When I taught creative writing at Princeton, [my students] had been told all of their lives to write what they knew. I always began the course by saying, “Don’t pay any attention to that.” First, because you don’t know anything and second, because I don’t want to hear about your true love and your mama and your papa and your friends. Think of somebody you don’t know. What about a Mexican waitress in the Rio Grande who can barely speak English? Or what about a Grande Madame in Paris? Things way outside their camp. Imagine it, create it. Don’t record and editorialize on some event that you’ve already lived through. I was always amazed at how effective that was. They were always out of the box when they were given license to imagine something wholly outside their existence.

What a refreshing counterpoint to sticking to “what you know.” Go outside the camp. Be reckless, be an explorer. Imagine it, then create it. Part of the imagining, of course, involved research.

As I look back on my own writing, I notice that at least half the time I’m writing about a woman protagonist.
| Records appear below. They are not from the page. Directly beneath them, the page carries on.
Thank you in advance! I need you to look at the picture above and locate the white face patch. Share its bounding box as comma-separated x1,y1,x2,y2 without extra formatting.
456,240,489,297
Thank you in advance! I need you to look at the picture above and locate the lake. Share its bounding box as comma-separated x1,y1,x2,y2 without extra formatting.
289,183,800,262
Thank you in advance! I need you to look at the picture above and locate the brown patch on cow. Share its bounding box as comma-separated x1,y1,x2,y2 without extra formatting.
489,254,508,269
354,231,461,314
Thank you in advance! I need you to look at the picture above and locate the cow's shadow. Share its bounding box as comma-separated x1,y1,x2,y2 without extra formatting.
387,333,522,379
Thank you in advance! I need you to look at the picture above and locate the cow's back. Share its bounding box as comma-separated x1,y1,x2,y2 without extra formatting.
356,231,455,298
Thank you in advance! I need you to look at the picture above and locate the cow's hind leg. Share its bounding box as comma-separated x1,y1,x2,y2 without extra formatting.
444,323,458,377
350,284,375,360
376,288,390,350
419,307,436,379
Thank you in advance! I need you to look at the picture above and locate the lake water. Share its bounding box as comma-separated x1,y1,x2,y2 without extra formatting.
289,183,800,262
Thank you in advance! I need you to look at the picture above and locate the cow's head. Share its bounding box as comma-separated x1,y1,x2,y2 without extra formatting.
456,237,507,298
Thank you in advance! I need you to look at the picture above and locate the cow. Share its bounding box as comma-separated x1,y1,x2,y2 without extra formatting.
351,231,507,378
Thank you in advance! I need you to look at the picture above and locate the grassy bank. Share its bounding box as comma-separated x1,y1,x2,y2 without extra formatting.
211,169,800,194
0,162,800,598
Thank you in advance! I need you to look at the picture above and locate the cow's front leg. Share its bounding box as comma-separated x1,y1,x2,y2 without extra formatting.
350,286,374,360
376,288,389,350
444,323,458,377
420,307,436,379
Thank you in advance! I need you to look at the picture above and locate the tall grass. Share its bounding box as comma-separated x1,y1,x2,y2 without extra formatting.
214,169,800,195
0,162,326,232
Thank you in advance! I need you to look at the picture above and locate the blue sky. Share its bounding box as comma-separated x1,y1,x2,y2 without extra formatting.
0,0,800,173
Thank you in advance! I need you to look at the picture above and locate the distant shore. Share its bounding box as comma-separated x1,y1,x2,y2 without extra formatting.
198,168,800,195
How on earth did that happen?

Well, first of all, I find women more fascinating than men. I’m a simple creature. My wife is complex. I count our 37 years of marriage as not only an adventure in love, but also an engagement in a ton of research. Which is why Mrs. B is always the first to read my work. I need to get this stuff right.

When I came up with the concept for the Kit Shannon series, the publisher I pitched it to had the idea of teaming me up with one of its top-selling authors, Tracie Peterson. We got along famously. We brainstormed the plots and I wrote the first drafts. Tracie went over the drafts and tweaked and added more of what a woman would have thought, spoken, noticed. By the time we finished the third book, I felt I had inside me the voice we’d developed together. I was then able to go on and do three more of these novels on my own.

Which may have been the most enjoyable part of my career. I loved living through Kit Shannon, even though I have never been a woman living in 1903 Los Angeles. (Not many of us have, I venture to say.)

So follow Toni Morrison’s advice. Don’t be afraid to go outside your camp. It’s one of the great pleasures of writing fiction.

So what do you think of that old chestnut, Write what you know?